A 1980s Brazilian fad with cars that ran only on ethanol petered out when oil prices fell in the early 1990s. But the fuel came back into vogue in 2003, when automakers started rolling out cars that run on gasoline, ethanol or any combination of the two. With international oil prices reaching record highs, Brazilian drivers turned to "flex-fuel" cars, buying ethanol at half the price of gas until late last year.

Some experts predict flex-fuel car sales will reach 90 percent of Brazil's new car market within several years, while others say recent ethanol price hikes could keep penetration at the current level.

Getting a fraction of that acceptance in the United States could take decades, analysts say, even with new incentives and regulations.

"Since the government does not dictate what happens in the marketplace, the process will be much slower than what Brazil experienced," said Amani Elobeid, an economist and international sugar analyst at Iowa State University.

A small but growing percentage of American-made vehicles are manufactured to run on the U.S. version of ethanol called E85, which is 85 percent alcohol distilled from corn and 15 percent gasoline. But many American drivers don't even know their vehicles can run on E85, and the fuel is available at only 610 American filling stations.

Brazil's state-imposed pump price for gasoline includes much higher taxes than the price U.S. consumers pay. Gas in Brazil now costs the equivalent of $4.69 per gallon. Pure ethanol — taxed at slightly lower levels and cheaper to produce — goes for about $3.59 per gallon at all of the nation's 30,000 stations. It fueled 48 percent of Brazil's passenger vehicles last year.

Meanwhile, Brazil is trying to encourage ethanol use in countries from Asia to Europe.

President Luiz Inacio Lula da Silva said in Britain this week that Brazil wants "to plant the oil of the future" and promote radical changes in how world generates energy.

Brazilian ethanol makers intent on boosting exports have been beaming ever since Mr. Bush used his January State of the Union address to plug ethanol.

"We felt that in our share price," said a smiling Paulo Diniz, chief financial officer of Grupo Cosan, Brazil's largest ethanol producer and the world's second largest after the U.S.-based Archer Daniels Midland Co.

A few years ago, Cosan was lucky to host a tour every four or five months for big foreign investors. Now the firm gets visits every two weeks, including a VIP tour in February for Google Inc. billionaires Larry Page and Sergey Brin.

Cosan is considering an initial public offering on Wall Street within the next year and a half, Diniz said. Other foreign companies may consider jumping on the bandwagon by buying Brazilian ethanol firms.

"Phones have been ringing all over the world after Mr. Bush spoke," said Cristoph Berg, an ethanol analyst with Germany's F.O. Licht, a commodities research firm. Investors "are waking up to the notion that ethanol really seems to have entered the mainstream."
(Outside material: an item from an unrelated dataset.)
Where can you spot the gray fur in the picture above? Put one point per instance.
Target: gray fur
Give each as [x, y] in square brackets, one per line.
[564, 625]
Brazil's ethanol experience hasn't been so rosy for consumers in recent months. Prices surged during the annual November-March production lull while the cane grew. Ethanol remains cheaper than gas, but flex-fuel car drivers can get better fuel efficiency with gas when the price difference between the two narrows significantly.

In Sao Tome, the cooperative that owns the ethanol distillery is betting on its best profits since it bought the operation in 1993. Cocamar's production cost is $1.10 per gallon, and wholesalers are buying the fuel for $2.68— up from $1.44 last year.

About the only thing that could hurt Brazil's ethanol industry now would be an almost unimaginable plunge in international crude oil prices, currently trading above $60 per barrel, said Almir Hawthorne, the distillery's industrial manager.

"Oil could drop to $35 or $40 per barrel, and ethanol producers would still make money."